La veille, Adrienne reçoit la visite dans sa chambre d’hôtel d’une Brésilienne prétendant être une travailleuse d’origine française, qui n’a jamais vu d’avion de sa vie. Adrienne pense tout de suite que cette dame, très timide, a pour but de la décourager et lui accorde le temps d’une cigarette pour qu’elle dise ce qu’elle avait à dire. La femme lui explique que lorsqu’elle verra un lac en forme d’huître, pendant son vol, elle devra absolument tourner à gauche, vers une montagne qui ressemble à une chaise inversée. Si elle prend vers la droite, elle est certaine de mourir.
Les pilotes tentent de traverser les Andes depuis 1913 et le Congrès national du Chili a offert un prix de 50 000 pesos au premier Chilien qui parviendra à traverser la chaîne entre les 31e et 35e parallèles, là où se trouvent les plus hauts sommets. C’est l’officier de l’armée chilienne, Dagoberto Godoy, qui obtient ce prix en 1918.
Le vol de Bolland est particulièrement périlleux. Le G3 ne peut pas voler plus haut que 4 500 mètres alors que le sommet de la chaîne culmine à 6 959 mètres, à Aconcagua. Elle doit donc voler autour des sommets, au travers des vallées, ce qui rend la route plus compliquée que celle empruntée par Godoy et ses prédécesseurs. Elle bourre sa combinaison de vol ainsi que son pyjama de papier journal, mais cela ne lui tient malheureusement pas chaud. L’avion n’a pas de pare-brise et ses vaisseaux sanguins éclatent, dans ses lèvres et dans son nez, à cause du contact avec l’air froid.

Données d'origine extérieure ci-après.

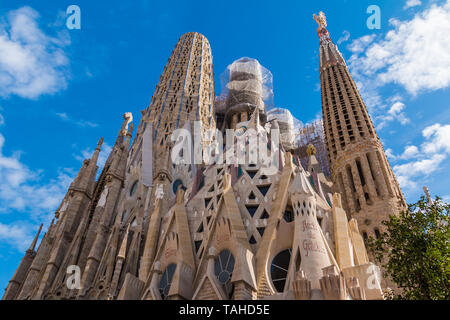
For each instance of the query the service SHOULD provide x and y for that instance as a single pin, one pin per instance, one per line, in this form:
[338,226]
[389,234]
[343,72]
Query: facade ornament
[159,192]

Une fois qu’elle aperçoit le lac en forme d’huître, elle décide de tourner vers la gauche, bien qu’une vallée semble la mener à droite. Persuadée qu’elle va mourir, pour avoir écouté sans réfléchir les conseils d’une inconnue, elle se soulève par miracle juste avant de heurter la montagne et arrive dans les plaines du Chili. Par la suite, elle apprend que la jeune femme lui a été envoyée par un médium, mais déclare ne toujours pas croire aux sciences occultes.
Elle atterrit à Santiago où de nombreuses personnes s’étaient rassemblées pour célébrer son exploit. Le consul de France n’en fait pas partie, persuadé qu’il s’agit d’un poisson d’avril. Adrienne est baptisée la déesse des Andes, mais rejette cette appellation ainsi que la gloire qu’elle lui confère, persuadée que sa joie est plus importante que celle des Chiliens.
Cet exploit passe presque inaperçu en France à l’époque. Deux ans plus tard, la nouvelle épouse de Caudron, folle de jalousie, fait pression sur son mari pour qu’elle la licencie. En 1924, Adrienne est promue Chevalière de la Légion d’honneur, en reconnaissance tardive de son vol. Elle continue à piloter.
En 1930, alors qu’elle est accompagnée d’une de ses amies pour un vol initiatique près du Bourget, le moteur de l’avion tombe en panne. Alors qu’elle essaie d’atterrir en urgence, l’appareil heurte des fils télégraphiques et dévie de sa trajectoire. Adrienne parvient à se poser sur le toit d’un hangar voisin. Les deux femmes s’en sortent sans une égratignure contrairement à l’engin qui est inutilisable.
En 1930, Adrienne épouse Ernest Vinchon, un autre aviateur. N’ayant pas que des amis, à cause de sa nature combative, elle échappe de peu à la mort en 1933, prise dans un accident qui est, selon les enquêtes, le résultat d’un sabotage.
Avec Ernest, elle est très active dans les mouvements politiques de gauche, soutenant la suffragette Louise Weiss, mais également les républicains lors de la guerre civile espagnole. Ils restent en France durant la Seconde Guerre mondiale et entrent en Résistance.
Adrienne a toujours su rester humble par rapport à son exploit dans les Andes. En 1971, interrogée par un journaliste à l’occasion du 50e anniversaire de la traversée, elle déclare que cela ne l’intéresse plus, elle préfère se concentrer sur le présent que sur le passé. Elle meurt à Paris quatre ans plus tard.